The new `defs/amr.ts` is the entire wiring — `buildArgs` returns
`['agent', 'run', '--runtime', 'opencode']`, `fetchModels` reuses
`detectAcpModels`, and the fallback list seeds the OpenRouter ids vela's
e2e baseline uses. `executables.ts`/`app-config.ts`/`metadata.ts` get the
matching `VELA_BIN`/`VELA_LINK_URL`/`VELA_RUNTIME_KEY`/`VELA_OPENCODE_BIN`
allowlist + install/docs URLs, so users can configure the per-agent env in
Settings without leaking into other adapters.
Coverage: `tests/fixtures/fake-vela.mjs` is a minimal ACP stub that returns
the documented `initialize` / `session/new` / `session/set_model` /
`session/prompt` shapes; `tests/amr-acp-integration.test.ts` spawns it via
`child_process.spawn` and drives a full turn through `attachAcpSession` and
`detectAcpModels`, so the ACP transport contract for AMR is end-to-end
verified locally even before a real `vela` binary is installed.
Validated:
- pnpm guard
- pnpm typecheck (all workspace projects)
- pnpm --filter @open-design/daemon test (2881/2881)
Deferred: real OpenRouter-backed turn through a built `vela` binary —
the runtime def needs no changes for that path, only `VELA_RUNTIME_KEY`
and `VELA_LINK_URL` in env (or Settings).
* fix(runtimes/amr): pin a concrete default model and bare openai ids
End-to-end validation against a freshly-built `vela` (nexu-io/vela@main)

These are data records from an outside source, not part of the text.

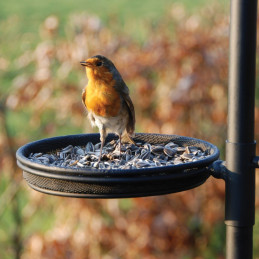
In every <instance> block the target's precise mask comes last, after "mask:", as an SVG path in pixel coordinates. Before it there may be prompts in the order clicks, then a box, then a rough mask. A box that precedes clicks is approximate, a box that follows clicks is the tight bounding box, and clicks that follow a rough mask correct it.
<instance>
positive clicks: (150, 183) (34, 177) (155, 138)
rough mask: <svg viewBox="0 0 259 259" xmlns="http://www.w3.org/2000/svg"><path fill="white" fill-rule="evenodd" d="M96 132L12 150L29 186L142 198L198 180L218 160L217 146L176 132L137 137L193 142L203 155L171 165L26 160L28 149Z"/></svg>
mask: <svg viewBox="0 0 259 259" xmlns="http://www.w3.org/2000/svg"><path fill="white" fill-rule="evenodd" d="M114 137H115V136H114V135H112V134H110V135H108V137H107V140H106V141H110V140H111V139H112V138H114ZM99 139H100V135H99V134H79V135H68V136H59V137H53V138H47V139H42V140H38V141H35V142H32V143H29V144H26V145H24V146H22V147H20V148H19V149H18V150H17V153H16V157H17V164H18V166H19V167H20V168H21V169H22V170H23V177H24V179H25V180H26V181H27V183H28V185H29V186H30V187H31V188H33V189H35V190H37V191H40V192H43V193H47V194H52V195H59V196H66V197H78V198H125V197H142V196H153V195H161V194H168V193H174V192H180V191H184V190H188V189H191V188H194V187H197V186H199V185H201V184H203V183H204V182H205V181H206V180H207V178H208V177H209V176H210V170H209V169H208V168H209V166H210V165H211V164H212V163H213V162H214V161H215V160H217V159H218V157H219V150H218V148H217V147H216V146H214V145H213V144H211V143H208V142H206V141H203V140H199V139H195V138H190V137H184V136H178V135H161V134H146V133H138V134H136V137H135V138H134V140H135V141H138V142H148V143H150V144H162V143H163V144H165V143H168V142H174V143H176V144H178V145H179V146H182V147H186V146H196V147H198V148H200V149H202V150H206V152H207V156H206V157H204V158H202V159H201V160H198V161H191V162H186V163H182V164H175V165H170V166H159V167H149V168H138V169H95V168H68V167H58V166H51V165H45V164H40V163H37V162H34V161H32V160H30V159H29V155H30V154H31V153H37V152H43V153H47V152H51V151H53V150H57V149H62V148H64V147H66V146H68V145H73V146H84V145H86V144H87V143H88V142H89V141H91V142H92V143H93V144H95V143H98V142H99Z"/></svg>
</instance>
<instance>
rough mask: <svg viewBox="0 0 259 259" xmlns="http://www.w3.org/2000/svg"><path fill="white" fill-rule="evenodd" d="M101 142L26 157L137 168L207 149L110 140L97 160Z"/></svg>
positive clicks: (97, 166)
mask: <svg viewBox="0 0 259 259" xmlns="http://www.w3.org/2000/svg"><path fill="white" fill-rule="evenodd" d="M100 147H101V143H97V144H95V145H94V144H93V143H92V142H88V143H87V145H86V146H83V147H82V146H72V145H69V146H67V147H65V148H64V149H62V150H56V151H53V152H50V153H45V154H43V153H31V154H30V155H29V159H30V160H32V161H33V162H37V163H41V164H44V165H48V166H58V167H66V168H96V169H97V168H99V169H138V168H146V167H159V166H171V165H177V164H182V163H186V162H192V161H197V160H201V159H204V158H205V157H206V156H207V155H209V154H208V153H209V152H208V150H205V151H204V150H202V149H201V148H199V147H196V146H187V147H182V146H179V145H177V144H175V143H173V142H169V143H167V144H165V145H163V144H155V145H153V144H149V143H144V144H143V143H136V145H134V144H122V145H121V153H120V149H119V144H118V141H115V140H112V141H110V142H108V143H107V144H106V145H105V146H104V147H103V152H102V159H101V161H100V162H98V158H99V154H100Z"/></svg>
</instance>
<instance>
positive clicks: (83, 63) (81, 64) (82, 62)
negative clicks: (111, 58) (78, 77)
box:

+ OpenRouter surfaced two contract details the first AMR runtime def
got wrong:
1. vela rejects `session/prompt` with `session/set_model must be called
before session/prompt`. attachAcpSession in apps/daemon/src/acp.ts
skips set_model whenever the picked model is the synthetic 'default'
id, so AMR's fallback list must NOT include DEFAULT_MODEL_OPTION. The
def now ships a concrete `gpt-5.4-mini` as both `fetchModels`'
default option and `fallbackModels[0]`, which makes attachAcpSession
always send a real `session/set_model` for AMR turns.

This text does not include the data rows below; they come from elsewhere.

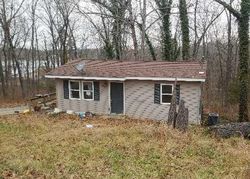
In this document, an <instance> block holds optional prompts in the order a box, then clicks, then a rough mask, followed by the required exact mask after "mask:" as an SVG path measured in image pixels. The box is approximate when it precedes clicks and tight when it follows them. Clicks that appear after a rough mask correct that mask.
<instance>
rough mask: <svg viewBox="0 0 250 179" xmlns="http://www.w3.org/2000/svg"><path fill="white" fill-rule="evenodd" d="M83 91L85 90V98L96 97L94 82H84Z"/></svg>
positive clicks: (92, 97) (82, 84) (93, 97)
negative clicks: (94, 92)
mask: <svg viewBox="0 0 250 179" xmlns="http://www.w3.org/2000/svg"><path fill="white" fill-rule="evenodd" d="M82 92H83V95H82V96H83V97H82V98H83V99H85V100H93V99H94V85H93V82H92V81H90V82H87V81H84V82H82Z"/></svg>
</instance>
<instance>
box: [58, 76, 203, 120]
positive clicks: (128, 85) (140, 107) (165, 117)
mask: <svg viewBox="0 0 250 179" xmlns="http://www.w3.org/2000/svg"><path fill="white" fill-rule="evenodd" d="M155 83H156V82H154V81H135V80H131V81H126V82H124V85H125V86H124V89H125V92H124V94H125V106H124V107H125V109H124V111H125V114H126V115H128V116H131V117H134V118H142V119H154V120H167V118H168V111H169V106H170V105H169V104H154V84H155ZM158 83H159V82H158ZM161 83H163V82H161ZM166 83H171V82H166ZM108 84H109V83H108V82H107V81H100V101H85V100H72V99H64V95H63V81H62V80H56V86H57V88H56V89H57V105H58V108H59V109H62V110H64V111H66V110H73V111H76V112H78V111H91V112H93V113H97V114H109V113H110V110H109V106H110V105H109V86H108ZM179 84H180V98H181V99H183V100H184V101H185V102H186V107H188V109H189V121H190V123H199V121H200V114H199V109H200V96H201V84H200V82H181V83H179Z"/></svg>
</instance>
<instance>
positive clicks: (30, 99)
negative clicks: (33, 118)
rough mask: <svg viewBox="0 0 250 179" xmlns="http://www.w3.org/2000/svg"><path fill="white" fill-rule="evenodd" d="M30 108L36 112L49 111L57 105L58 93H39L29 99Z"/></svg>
mask: <svg viewBox="0 0 250 179" xmlns="http://www.w3.org/2000/svg"><path fill="white" fill-rule="evenodd" d="M28 105H29V110H30V111H32V109H33V110H34V111H35V112H40V111H41V110H43V111H49V110H53V109H54V108H55V107H56V93H49V94H37V95H35V97H33V98H30V99H29V100H28Z"/></svg>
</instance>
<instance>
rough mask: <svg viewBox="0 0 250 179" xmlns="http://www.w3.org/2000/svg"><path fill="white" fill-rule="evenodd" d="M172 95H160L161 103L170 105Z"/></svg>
mask: <svg viewBox="0 0 250 179" xmlns="http://www.w3.org/2000/svg"><path fill="white" fill-rule="evenodd" d="M171 100H172V95H162V103H171Z"/></svg>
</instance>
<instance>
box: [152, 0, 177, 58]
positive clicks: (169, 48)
mask: <svg viewBox="0 0 250 179" xmlns="http://www.w3.org/2000/svg"><path fill="white" fill-rule="evenodd" d="M155 2H156V4H157V6H158V9H159V12H160V14H161V16H162V44H163V52H162V57H163V60H168V61H173V58H172V56H171V49H172V40H171V30H170V28H171V24H170V12H171V5H172V0H155Z"/></svg>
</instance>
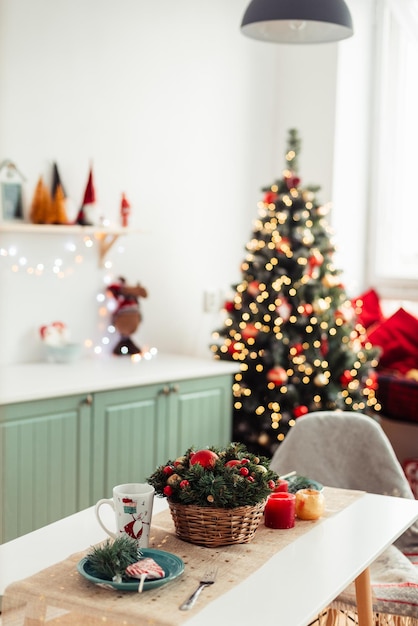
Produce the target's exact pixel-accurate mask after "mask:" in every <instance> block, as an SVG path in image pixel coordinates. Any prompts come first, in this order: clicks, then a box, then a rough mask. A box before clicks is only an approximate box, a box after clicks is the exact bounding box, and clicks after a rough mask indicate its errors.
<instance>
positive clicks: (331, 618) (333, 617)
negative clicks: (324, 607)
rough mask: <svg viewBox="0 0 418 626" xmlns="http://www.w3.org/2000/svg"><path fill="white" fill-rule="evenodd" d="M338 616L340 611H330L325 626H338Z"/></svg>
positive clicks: (327, 612) (335, 610) (333, 609)
mask: <svg viewBox="0 0 418 626" xmlns="http://www.w3.org/2000/svg"><path fill="white" fill-rule="evenodd" d="M338 614H339V611H337V610H336V609H328V611H327V621H326V623H325V626H338Z"/></svg>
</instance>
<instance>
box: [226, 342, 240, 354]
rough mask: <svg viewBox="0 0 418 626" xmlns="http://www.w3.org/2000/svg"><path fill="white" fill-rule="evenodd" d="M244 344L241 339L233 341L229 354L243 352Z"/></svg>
mask: <svg viewBox="0 0 418 626" xmlns="http://www.w3.org/2000/svg"><path fill="white" fill-rule="evenodd" d="M241 348H242V344H240V342H239V341H231V343H230V344H229V346H228V352H229V354H236V353H237V352H241Z"/></svg>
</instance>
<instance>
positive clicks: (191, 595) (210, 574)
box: [179, 567, 218, 611]
mask: <svg viewBox="0 0 418 626" xmlns="http://www.w3.org/2000/svg"><path fill="white" fill-rule="evenodd" d="M217 573H218V568H217V567H211V568H209V569H207V570H206V572H205V573H204V575H203V577H202V579H201V581H200V582H199V586H198V587H197V589H196V590H195V591H194V592H193V593H192V595H191V596H190V598H188V599H187V600H185V601H184V602H183V604H181V605H180V607H179V608H180V611H188V610H189V609H191V608H192V606H194V604H195V602H196V600H197V599H198V597H199V596H200V594H201V593H202V590H203V589H204V588H205V587H209V585H213V583H214V582H215V579H216V574H217Z"/></svg>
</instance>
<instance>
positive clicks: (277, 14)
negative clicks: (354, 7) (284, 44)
mask: <svg viewBox="0 0 418 626" xmlns="http://www.w3.org/2000/svg"><path fill="white" fill-rule="evenodd" d="M241 31H242V33H243V34H244V35H246V36H247V37H252V38H253V39H259V40H261V41H270V42H274V43H326V42H331V41H339V40H341V39H347V38H348V37H351V35H352V34H353V22H352V19H351V15H350V11H349V10H348V7H347V5H346V3H345V2H344V0H252V1H251V2H250V4H249V6H248V8H247V10H246V12H245V14H244V17H243V19H242V23H241Z"/></svg>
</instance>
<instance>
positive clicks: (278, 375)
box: [266, 365, 288, 387]
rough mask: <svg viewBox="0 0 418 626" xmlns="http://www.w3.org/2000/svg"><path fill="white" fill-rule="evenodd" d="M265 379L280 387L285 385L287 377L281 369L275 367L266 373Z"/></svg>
mask: <svg viewBox="0 0 418 626" xmlns="http://www.w3.org/2000/svg"><path fill="white" fill-rule="evenodd" d="M266 378H267V380H268V381H269V382H271V383H273V384H274V385H276V386H278V387H280V386H281V385H284V384H285V383H287V380H288V375H287V372H286V370H285V369H284V368H283V367H280V366H279V365H276V367H272V368H271V370H269V371H268V372H267V374H266Z"/></svg>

2. `vela --runtime opencode` auto-prepends `openai/` to whatever modelId
it forwards to opencode's openai provider. With OpenRouter-style ids
like `openai/gpt-5.4-mini`, opencode receives the double-prefixed
`openai/openai/gpt-5.4-mini` and replies `ProviderModelNotFoundError`.
The new fallback list ships the bare ids opencode's openai registry
actually knows about (gpt-5.4, gpt-5.4-mini, gpt-5.4-fast, etc.).
Stub + tests:
- tests/fixtures/fake-vela.mjs now enforces the set_model gate the same
way real vela does, so a regression that silently goes back to
model: 'default' would surface as a fatal error in tests instead of a
hidden production failure.
- tests/amr-acp-integration.test.ts pins both contracts: no 'default' /
no 'openai/' prefix in fallbackModels, and a negative case that
asserts session/prompt fails when no model is set.
Adds `apps/daemon/scripts/verify-amr-real-vela.mjs` — a small dev-time
runner that drives `attachAcpSession` against a real `vela` binary and
prints the daemon's chat events, so future protocol drift can be checked
against an actual OpenRouter call.
Verified locally: `vela agent run --runtime opencode` + OpenRouter
returns the prompted string ("AMR-E2E-PASS") through the full daemon
pipeline; daemon test suite stays 2883/2883.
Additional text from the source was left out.